Hearts Burning within Us

“Were not our hearts burning within us while he spoke with us on the way and opened the Scriptures to us?” (Luke 24:32)  

These were the words of two disciples after encountering Jesus on the day of his resurrection.  They were walking from Jerusalem to Emmaus, discussing the events of Jesus’ death and the surprising reports that he had been seen alive.  Jesus comes up alongside of them, though they do not recognize him, and enters into their conversation. Jesus then begins to explain what Moses and the prophets wrote about him.  He observes how slow of heart they have been to believe all that was written.  

They subsequently recognize Jesus when he breaks bread with them at supper, as he then disappears from their sight.  They make the above statement as they return to Jerusalem to report that they too, had seen Jesus. 

Has your heart ever burned within you by something someone has said, a scripture that leaps off the page, an extraordinary act of love from another person, or the gentle whisper of the Holy Spirit? 

Many years ago after the burial of my father, I was riding out of the cemetery with my mother and brother back to town, and I started to have this overwhelming sense of joy.  It was in the middle of January, on an overcast, cold day.  The snow drifts along the road were covered with soot from the windswept plowed fields of northern Iowa.  It was a bleak dreary scene. 
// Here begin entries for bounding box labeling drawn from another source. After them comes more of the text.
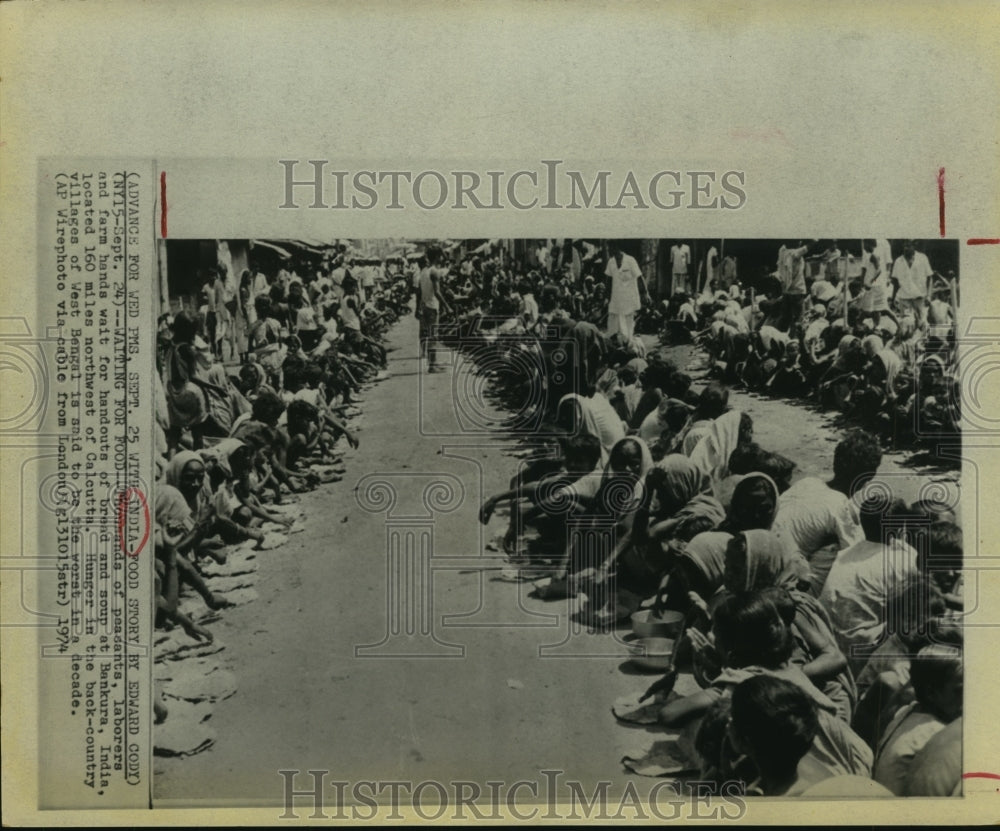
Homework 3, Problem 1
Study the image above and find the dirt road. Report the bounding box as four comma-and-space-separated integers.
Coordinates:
154, 318, 956, 805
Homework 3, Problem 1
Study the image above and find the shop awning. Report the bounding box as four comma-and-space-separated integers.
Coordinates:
250, 239, 292, 260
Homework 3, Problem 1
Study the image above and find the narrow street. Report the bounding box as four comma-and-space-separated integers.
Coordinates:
154, 317, 957, 805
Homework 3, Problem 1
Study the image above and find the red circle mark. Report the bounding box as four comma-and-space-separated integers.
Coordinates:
118, 488, 151, 557
160, 170, 167, 239
938, 167, 944, 237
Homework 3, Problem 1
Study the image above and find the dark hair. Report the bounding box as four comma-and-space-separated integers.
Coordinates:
915, 520, 962, 574
288, 399, 319, 428
736, 413, 753, 446
731, 675, 819, 779
560, 433, 601, 470
883, 577, 947, 645
170, 311, 199, 343
713, 592, 794, 669
673, 515, 715, 542
729, 441, 795, 493
252, 390, 285, 425
858, 493, 907, 542
910, 644, 962, 707
697, 381, 729, 419
910, 499, 955, 522
833, 429, 882, 489
663, 372, 691, 399
727, 476, 778, 531
694, 698, 732, 772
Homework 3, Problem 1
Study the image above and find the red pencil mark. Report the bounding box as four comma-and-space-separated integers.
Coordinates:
936, 167, 944, 237
160, 170, 167, 239
118, 488, 150, 557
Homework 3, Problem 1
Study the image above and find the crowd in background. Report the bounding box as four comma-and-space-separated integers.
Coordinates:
414, 240, 963, 796
154, 251, 411, 747
148, 240, 963, 796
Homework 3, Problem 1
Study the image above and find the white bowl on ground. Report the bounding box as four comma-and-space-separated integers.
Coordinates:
628, 638, 674, 672
632, 609, 684, 638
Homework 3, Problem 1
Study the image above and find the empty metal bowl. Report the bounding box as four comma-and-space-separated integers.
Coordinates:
628, 638, 674, 672
632, 609, 684, 638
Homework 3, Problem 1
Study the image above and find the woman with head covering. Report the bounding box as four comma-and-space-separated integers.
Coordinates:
153, 485, 218, 641
818, 335, 864, 410
650, 592, 872, 778
201, 438, 293, 528
539, 436, 653, 608
685, 410, 753, 496
723, 529, 858, 723
658, 473, 779, 609
164, 450, 264, 562
153, 480, 229, 616
556, 380, 625, 465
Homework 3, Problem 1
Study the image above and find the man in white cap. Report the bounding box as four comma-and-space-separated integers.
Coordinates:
604, 240, 649, 340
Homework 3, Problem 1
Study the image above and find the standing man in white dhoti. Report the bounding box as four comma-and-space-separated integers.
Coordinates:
604, 240, 649, 340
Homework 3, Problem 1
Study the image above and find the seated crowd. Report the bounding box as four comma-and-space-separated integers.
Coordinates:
443, 240, 963, 797
154, 254, 410, 720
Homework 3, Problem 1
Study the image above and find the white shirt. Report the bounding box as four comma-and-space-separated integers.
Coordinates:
253, 271, 271, 297
670, 243, 691, 274
778, 245, 809, 294
604, 253, 642, 315
819, 540, 917, 668
892, 251, 934, 300
771, 477, 864, 585
872, 703, 945, 796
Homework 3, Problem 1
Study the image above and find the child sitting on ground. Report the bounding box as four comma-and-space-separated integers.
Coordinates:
875, 644, 963, 796
479, 433, 601, 551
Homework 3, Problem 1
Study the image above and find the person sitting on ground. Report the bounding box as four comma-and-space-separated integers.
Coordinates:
647, 593, 872, 781
773, 429, 882, 595
479, 434, 601, 552
728, 675, 892, 797
875, 644, 963, 796
820, 494, 919, 673
851, 576, 962, 749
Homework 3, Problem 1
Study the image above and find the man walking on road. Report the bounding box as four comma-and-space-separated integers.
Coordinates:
892, 240, 934, 328
417, 245, 451, 372
604, 240, 649, 340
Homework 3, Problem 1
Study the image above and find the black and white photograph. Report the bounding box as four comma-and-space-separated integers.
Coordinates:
153, 236, 965, 818
0, 0, 1000, 827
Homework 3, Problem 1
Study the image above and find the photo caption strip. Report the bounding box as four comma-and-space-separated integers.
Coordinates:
20, 160, 156, 809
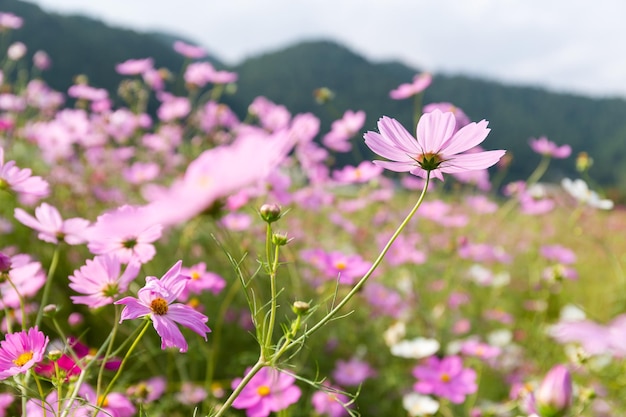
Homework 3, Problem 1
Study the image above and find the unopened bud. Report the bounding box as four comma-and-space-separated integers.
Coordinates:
272, 233, 289, 246
291, 301, 311, 316
259, 204, 280, 223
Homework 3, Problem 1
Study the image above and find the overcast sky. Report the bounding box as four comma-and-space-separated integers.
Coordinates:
25, 0, 626, 98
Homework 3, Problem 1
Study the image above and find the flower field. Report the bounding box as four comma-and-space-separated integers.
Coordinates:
0, 12, 626, 417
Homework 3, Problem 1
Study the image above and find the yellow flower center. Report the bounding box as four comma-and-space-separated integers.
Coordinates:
150, 297, 168, 316
13, 351, 33, 366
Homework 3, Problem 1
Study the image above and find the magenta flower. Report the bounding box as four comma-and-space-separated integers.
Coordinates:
389, 72, 433, 100
15, 203, 89, 245
87, 206, 162, 263
0, 147, 50, 198
115, 261, 211, 352
535, 365, 573, 417
311, 383, 350, 417
413, 356, 478, 404
69, 255, 140, 308
0, 326, 49, 379
322, 110, 365, 152
529, 136, 572, 159
232, 368, 302, 417
333, 358, 376, 387
364, 110, 505, 181
179, 262, 226, 301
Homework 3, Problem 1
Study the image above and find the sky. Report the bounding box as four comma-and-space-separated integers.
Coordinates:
23, 0, 626, 98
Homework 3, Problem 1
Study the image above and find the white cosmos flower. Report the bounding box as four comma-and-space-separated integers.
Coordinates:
561, 178, 613, 210
391, 337, 440, 359
402, 392, 439, 416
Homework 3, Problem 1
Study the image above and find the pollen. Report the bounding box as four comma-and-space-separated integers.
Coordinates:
150, 297, 168, 316
13, 352, 33, 366
256, 385, 271, 397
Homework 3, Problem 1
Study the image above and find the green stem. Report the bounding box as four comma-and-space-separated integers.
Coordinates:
526, 155, 551, 187
272, 171, 430, 364
94, 320, 151, 410
35, 245, 60, 326
213, 358, 267, 417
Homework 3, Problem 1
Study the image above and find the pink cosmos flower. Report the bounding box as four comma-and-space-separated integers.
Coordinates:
321, 251, 370, 285
15, 203, 89, 245
311, 383, 350, 417
389, 72, 433, 100
174, 41, 207, 59
0, 326, 49, 379
87, 205, 162, 263
413, 356, 478, 404
69, 254, 140, 308
332, 357, 376, 387
232, 368, 302, 417
115, 261, 211, 352
0, 147, 50, 199
115, 58, 154, 75
422, 102, 471, 130
178, 262, 226, 301
0, 250, 46, 309
529, 136, 572, 159
322, 110, 365, 152
333, 161, 383, 184
364, 110, 505, 181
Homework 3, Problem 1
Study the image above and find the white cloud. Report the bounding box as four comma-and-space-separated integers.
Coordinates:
24, 0, 626, 97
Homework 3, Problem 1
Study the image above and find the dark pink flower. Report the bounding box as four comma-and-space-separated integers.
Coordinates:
389, 72, 433, 100
0, 326, 49, 379
413, 356, 478, 404
232, 368, 302, 417
364, 110, 505, 181
115, 261, 211, 352
174, 41, 207, 59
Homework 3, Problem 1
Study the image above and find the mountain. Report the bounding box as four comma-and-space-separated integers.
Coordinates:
0, 0, 626, 192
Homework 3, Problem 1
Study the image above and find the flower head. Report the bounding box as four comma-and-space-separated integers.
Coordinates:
413, 356, 477, 404
529, 136, 572, 159
364, 110, 505, 181
389, 72, 433, 100
69, 255, 140, 308
0, 326, 49, 379
15, 203, 89, 245
115, 261, 211, 352
232, 368, 302, 417
0, 148, 50, 198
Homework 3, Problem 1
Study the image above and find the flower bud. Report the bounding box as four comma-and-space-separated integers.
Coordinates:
291, 301, 311, 316
535, 365, 572, 417
0, 252, 11, 273
259, 204, 280, 223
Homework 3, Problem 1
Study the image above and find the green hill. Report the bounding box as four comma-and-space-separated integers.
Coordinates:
0, 0, 626, 191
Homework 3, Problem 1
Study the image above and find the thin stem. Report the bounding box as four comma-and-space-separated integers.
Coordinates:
94, 320, 151, 410
272, 171, 430, 363
35, 245, 60, 326
213, 358, 267, 417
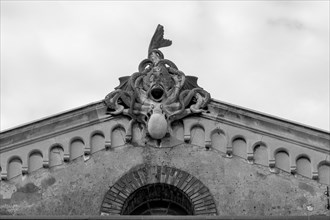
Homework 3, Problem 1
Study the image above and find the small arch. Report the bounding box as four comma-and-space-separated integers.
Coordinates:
296, 154, 312, 178
275, 148, 290, 172
190, 125, 205, 147
171, 120, 184, 141
7, 156, 23, 180
252, 142, 269, 166
211, 128, 227, 153
318, 161, 330, 185
111, 125, 126, 147
232, 135, 247, 158
49, 144, 64, 167
69, 137, 85, 160
90, 131, 105, 154
28, 150, 43, 173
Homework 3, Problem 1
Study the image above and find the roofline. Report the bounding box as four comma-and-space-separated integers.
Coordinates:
0, 98, 330, 135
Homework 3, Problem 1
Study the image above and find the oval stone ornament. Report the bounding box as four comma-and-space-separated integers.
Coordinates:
148, 113, 167, 139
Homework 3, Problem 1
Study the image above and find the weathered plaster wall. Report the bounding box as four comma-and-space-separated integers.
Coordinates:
0, 144, 330, 216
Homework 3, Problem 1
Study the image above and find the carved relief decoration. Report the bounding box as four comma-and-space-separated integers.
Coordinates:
104, 25, 210, 144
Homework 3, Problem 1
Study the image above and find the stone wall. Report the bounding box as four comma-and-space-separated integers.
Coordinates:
0, 144, 329, 216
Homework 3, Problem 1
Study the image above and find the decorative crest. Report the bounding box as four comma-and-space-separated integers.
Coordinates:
104, 25, 210, 146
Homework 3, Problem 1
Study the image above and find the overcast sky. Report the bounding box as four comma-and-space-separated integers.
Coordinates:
1, 0, 330, 131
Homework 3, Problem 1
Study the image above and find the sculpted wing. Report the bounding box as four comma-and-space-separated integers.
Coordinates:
182, 76, 201, 90
115, 76, 130, 91
148, 24, 172, 54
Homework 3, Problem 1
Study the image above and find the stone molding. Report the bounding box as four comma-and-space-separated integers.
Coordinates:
0, 100, 330, 182
101, 165, 217, 215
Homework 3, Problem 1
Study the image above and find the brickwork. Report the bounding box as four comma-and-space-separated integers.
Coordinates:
101, 166, 217, 215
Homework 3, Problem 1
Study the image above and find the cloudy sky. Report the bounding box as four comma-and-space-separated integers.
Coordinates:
1, 0, 330, 131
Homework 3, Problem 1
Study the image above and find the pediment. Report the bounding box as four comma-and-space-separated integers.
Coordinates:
0, 26, 330, 217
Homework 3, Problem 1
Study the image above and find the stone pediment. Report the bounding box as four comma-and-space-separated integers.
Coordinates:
0, 26, 330, 217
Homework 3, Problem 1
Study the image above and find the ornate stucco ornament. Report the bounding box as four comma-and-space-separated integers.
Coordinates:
104, 25, 210, 145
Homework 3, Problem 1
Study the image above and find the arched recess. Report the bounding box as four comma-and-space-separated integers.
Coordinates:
91, 132, 105, 154
171, 120, 184, 141
253, 143, 269, 166
190, 125, 205, 147
296, 156, 312, 178
101, 165, 217, 215
111, 126, 126, 147
70, 138, 85, 160
211, 129, 227, 153
275, 149, 290, 172
28, 150, 42, 173
232, 137, 247, 159
49, 144, 64, 167
7, 156, 22, 180
318, 161, 330, 185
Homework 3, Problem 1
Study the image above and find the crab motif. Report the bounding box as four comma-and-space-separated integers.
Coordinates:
104, 25, 210, 144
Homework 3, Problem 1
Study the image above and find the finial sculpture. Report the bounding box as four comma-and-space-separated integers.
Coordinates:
104, 25, 210, 146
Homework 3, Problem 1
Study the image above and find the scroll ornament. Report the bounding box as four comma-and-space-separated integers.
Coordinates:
104, 25, 210, 142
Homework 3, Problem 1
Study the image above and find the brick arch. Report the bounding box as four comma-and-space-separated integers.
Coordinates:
101, 165, 217, 215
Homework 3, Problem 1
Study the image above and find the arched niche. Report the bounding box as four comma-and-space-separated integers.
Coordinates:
28, 150, 43, 173
211, 129, 227, 153
296, 156, 312, 178
49, 145, 64, 167
232, 137, 247, 158
253, 143, 269, 166
171, 120, 184, 141
70, 138, 85, 160
91, 132, 105, 154
275, 150, 290, 172
111, 126, 126, 147
190, 125, 205, 147
7, 156, 22, 179
318, 162, 330, 185
101, 165, 217, 215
Yet, here I was, inexplicably experiencing this heightened sense of joy.  I said to my mother and brother, “I know this sounds odd, but I have a great feeling of joy.”  They both looked at me as if I was crazy, but said nothing, not understanding how I could possibly feel joyful.  The next morning while I was praying in my father’s bedroom, the following words came into my mind,“The reason for your joy yesterday was because your father is with me in heaven.” 

My heart burned within me as I heard those words and recalled the joy from the prior afternoon.  It was the Lord, and I wanted to hold onto every word I heard.  I shared it with my mother who cried with joy as well. 

Has your heart ever burned within you from something you have heard or experienced?